Trump’s administration built (so far) using Reagan’s blueprint
If there’s one thing I’ve learned about politics, it’s to anticipate being asked the same question during each presidential election: “When will we see the next Ronald Reagan?”
After all, what made Reagan special was that his leadership style fit the era in which he was in the White House. In other words, he was the right person for his moment — or, as Reagan would likely have said, “our moment.”
But, like many others, after being taken aback by Donald Trump winning the White House last November, I decided to take a step back and reevaluate the whole “Reagan question.”
Ultimately, my answer’s unchanged: Donald Trump isn’t Ronald Reagan. But maybe that’s the wrong question to be asking.
Instead of comparing our new president to Ronald Reagan the person (who was truly one-of-a-kind), we should compare the two as presidents. From this perspective, even though the tenors are quite different, Trump’s nascent administration has adopted characteristics of the early Reagan White House.
In other words, the Trump White House so far appears to be using Reagan’s first 100 days in office as its blueprint.
The Reagan Blueprint
The “Reagan Blueprint,” as we can refer to it, combines three essential traits of presidential leadership, including conviction of character, pragmatic optimism, and moral fortitude.
Being that he was the first Republican to assume the presidency in the post-Watergate era, Reagan’s early challenge was building trust with the entire nation, which took his conviction of character to speak candidly to the American people to gain their faith.
On the other hand, Reagan, whose nickname was the “Great Communicator,” knew the importance of listening to all constituents, including both supporters and critics, and thus he showed conviction of character by answering concerns publicly in speeches or briefings.
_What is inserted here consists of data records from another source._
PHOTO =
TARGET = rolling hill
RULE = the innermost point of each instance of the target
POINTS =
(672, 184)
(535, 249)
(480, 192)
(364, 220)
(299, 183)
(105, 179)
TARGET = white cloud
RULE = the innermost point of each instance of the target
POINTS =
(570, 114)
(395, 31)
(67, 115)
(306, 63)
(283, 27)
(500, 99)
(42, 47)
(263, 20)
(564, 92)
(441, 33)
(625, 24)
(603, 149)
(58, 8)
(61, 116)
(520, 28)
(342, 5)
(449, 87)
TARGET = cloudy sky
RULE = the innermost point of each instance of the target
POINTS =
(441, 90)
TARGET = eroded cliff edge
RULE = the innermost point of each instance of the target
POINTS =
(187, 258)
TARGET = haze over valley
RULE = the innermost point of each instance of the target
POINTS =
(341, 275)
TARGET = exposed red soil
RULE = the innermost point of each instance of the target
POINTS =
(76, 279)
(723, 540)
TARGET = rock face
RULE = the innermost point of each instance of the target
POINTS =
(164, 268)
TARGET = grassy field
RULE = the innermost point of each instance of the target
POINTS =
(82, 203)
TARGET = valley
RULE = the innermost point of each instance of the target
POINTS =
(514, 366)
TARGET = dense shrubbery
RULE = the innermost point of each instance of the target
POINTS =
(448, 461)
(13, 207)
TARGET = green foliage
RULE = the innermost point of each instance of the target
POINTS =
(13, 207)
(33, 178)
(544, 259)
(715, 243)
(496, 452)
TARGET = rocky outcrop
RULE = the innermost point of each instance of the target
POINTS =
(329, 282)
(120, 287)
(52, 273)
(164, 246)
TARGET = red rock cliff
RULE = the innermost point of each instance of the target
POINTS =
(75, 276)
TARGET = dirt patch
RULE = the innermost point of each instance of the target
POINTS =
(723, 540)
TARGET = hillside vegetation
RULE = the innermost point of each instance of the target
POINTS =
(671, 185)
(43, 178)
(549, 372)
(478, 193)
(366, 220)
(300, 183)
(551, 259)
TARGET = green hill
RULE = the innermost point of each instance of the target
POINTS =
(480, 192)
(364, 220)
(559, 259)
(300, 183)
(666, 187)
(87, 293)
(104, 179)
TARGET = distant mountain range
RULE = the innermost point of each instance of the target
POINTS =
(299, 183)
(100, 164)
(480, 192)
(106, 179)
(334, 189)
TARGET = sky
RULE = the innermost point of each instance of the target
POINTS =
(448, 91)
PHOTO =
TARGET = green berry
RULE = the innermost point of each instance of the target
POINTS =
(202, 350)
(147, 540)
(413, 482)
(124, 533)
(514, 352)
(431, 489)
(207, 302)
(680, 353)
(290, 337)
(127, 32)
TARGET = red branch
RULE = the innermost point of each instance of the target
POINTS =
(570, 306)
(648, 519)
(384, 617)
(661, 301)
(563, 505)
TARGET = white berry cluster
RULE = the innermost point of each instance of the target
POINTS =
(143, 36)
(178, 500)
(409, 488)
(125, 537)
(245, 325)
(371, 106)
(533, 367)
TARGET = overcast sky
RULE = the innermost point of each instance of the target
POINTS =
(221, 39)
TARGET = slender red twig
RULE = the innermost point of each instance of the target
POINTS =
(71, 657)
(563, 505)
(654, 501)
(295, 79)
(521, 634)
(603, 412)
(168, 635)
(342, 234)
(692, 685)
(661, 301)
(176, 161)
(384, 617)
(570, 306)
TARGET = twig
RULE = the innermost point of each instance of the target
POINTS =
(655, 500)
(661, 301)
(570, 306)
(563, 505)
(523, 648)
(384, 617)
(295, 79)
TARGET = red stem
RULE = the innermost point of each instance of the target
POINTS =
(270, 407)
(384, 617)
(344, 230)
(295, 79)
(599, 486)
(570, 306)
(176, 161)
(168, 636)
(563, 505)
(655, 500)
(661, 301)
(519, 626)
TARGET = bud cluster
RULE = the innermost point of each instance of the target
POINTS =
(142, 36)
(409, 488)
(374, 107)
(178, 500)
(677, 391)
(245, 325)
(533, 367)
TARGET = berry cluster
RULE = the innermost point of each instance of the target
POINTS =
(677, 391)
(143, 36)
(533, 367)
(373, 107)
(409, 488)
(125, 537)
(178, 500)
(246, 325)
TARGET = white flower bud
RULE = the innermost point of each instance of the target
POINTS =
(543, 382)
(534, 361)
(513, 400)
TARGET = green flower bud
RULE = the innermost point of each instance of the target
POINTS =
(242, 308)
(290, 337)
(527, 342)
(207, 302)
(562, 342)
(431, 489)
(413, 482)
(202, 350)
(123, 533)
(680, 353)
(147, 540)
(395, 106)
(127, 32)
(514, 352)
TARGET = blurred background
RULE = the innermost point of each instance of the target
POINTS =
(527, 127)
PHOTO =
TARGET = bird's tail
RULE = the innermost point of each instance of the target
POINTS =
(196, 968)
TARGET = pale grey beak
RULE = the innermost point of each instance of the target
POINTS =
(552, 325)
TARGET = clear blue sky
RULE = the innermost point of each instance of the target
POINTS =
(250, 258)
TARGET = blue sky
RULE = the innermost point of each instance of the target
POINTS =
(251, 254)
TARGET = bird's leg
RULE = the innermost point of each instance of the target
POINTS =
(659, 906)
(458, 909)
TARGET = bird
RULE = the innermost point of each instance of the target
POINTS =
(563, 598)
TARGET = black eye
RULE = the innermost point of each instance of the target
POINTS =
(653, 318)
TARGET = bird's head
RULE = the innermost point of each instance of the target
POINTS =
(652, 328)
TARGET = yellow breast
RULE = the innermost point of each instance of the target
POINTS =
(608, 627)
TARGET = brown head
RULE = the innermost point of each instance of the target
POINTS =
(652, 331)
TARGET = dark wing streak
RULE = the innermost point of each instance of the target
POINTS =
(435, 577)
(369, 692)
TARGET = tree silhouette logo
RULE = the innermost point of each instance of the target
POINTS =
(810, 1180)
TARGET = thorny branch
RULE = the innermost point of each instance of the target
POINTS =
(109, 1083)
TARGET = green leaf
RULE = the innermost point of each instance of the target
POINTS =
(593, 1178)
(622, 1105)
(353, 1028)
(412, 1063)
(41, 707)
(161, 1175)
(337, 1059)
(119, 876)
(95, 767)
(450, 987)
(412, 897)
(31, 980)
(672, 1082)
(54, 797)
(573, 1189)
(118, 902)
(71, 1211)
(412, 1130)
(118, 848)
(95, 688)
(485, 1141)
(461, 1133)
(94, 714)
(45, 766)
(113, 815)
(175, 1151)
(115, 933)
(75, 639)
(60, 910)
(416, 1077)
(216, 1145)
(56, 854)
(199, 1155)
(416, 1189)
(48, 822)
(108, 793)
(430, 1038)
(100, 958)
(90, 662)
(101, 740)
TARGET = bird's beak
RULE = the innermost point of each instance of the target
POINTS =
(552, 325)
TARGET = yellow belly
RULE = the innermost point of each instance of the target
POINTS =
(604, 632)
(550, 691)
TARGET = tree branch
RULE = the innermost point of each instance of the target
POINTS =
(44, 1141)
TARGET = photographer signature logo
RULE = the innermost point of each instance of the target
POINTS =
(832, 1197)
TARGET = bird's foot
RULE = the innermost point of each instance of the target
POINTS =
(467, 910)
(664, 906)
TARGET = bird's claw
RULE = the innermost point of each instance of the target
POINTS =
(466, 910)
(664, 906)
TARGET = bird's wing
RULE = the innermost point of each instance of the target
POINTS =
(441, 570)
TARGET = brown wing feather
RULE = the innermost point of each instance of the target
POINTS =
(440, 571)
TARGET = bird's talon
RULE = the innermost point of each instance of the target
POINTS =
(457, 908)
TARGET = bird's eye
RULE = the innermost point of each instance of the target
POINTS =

Recall also that when he assumed the presidency, America confronted the worst economic downturn, at that time, since the Great Depression.
Reagan therefore used his first Inaugural Address to not only allay fears but also convey optimism by promising to “return the nation to prosperity.” But no matter the problem, Reagan’s solutions were always pragmatic.
To foster economic growth, for example, Reagan sensibly wanted to reduce the federal bureaucracy by returning decision-making powers to the states.
He also wanted the country’s businesses to grow faster, so he proposed to eliminate regulations and unencumber free trade but on terms that were fair for American workers.
Finally, since his first 100 days in office were during a particularly tense era in America’s Cold War with the Soviet Union, Reagan’s moral fortitude led him to advocate a foreign policy based on peace through strength. He thus proceeded to rebuild America’s military capabilities and re-establish the nation as a moral leader around the world.
Trump’s First 100 Days
Now at about the midway point in his first 100 days in office, President Trump has fairly closely followed the Reagan Blueprint.
In his communication, like Reagan, Trump favors a plain-spoken and direct twitter-like style that fits the milieu of the times; and while Reagan’s preferred tool was the public speech, Trump’s is famously — or infamously — the tweet.
Specifically, if President Trump’s “Make America Great Again” slogan is familiar to you, perhaps that’s because its first use was by Reagan’s 1980 presidential campaign. One placard shows the candidate’s smiling countenance and, in white lettering below, the slogan, “Let’s make America great again.” President Trump claims he conceived it himself in 2012, and even trademarked the slogan, but one has to wonder if Reagan first planted the seed for the idea in his head.
Meanwhile, like with messaging, there are policy similarities between the two presidents.
Trump’s economic plan, which favors less bureaucracy, a return of states’ rights, and more business growth, practically echoes Reagan’s agenda.
Additionally, Trump’s initiated federal hiring freeze and reduction of non-essential diplomatic assets, his goal of fairer free trade for American workers, his proposed $54 billion military budget increase are four pages torn straight out of the Reagan Blueprint.
We’ll have to wait to see if, in the latter half of its first 100 days, President Trump’s administration continues following the Reagan Blueprint. But what we do know for sure, as this conversation attests, is that Reagan’s legacy is still embedded in the fabric of America.
As people, the comparisons between Reagan and Trump are not so obvious. Reagan’s demeanor was cool, calm and collected. Trump’s is, well, distinct.
Reagan was also respected by people from across the ideological spectrum, including congressional Democrats, who may have challenged him on policy, but found it hard not to admire the president as a person. Trump’s newness means his relationship with Democrats and even some Republicans is still developing, although the president has expressed his hope for bipartisan policies on issues like health care, immigration and school choice.
But talking about Reagan and Trump as presidents, it’s hard not to argue that, so far, President Trump is following the Reagan Blueprint.
John Heubusch is the executive director of the Ronald Reagan Presidential Foundation and Institute and author of the forthcoming novel, “The Shroud Conspiracy” (March 14, 2017).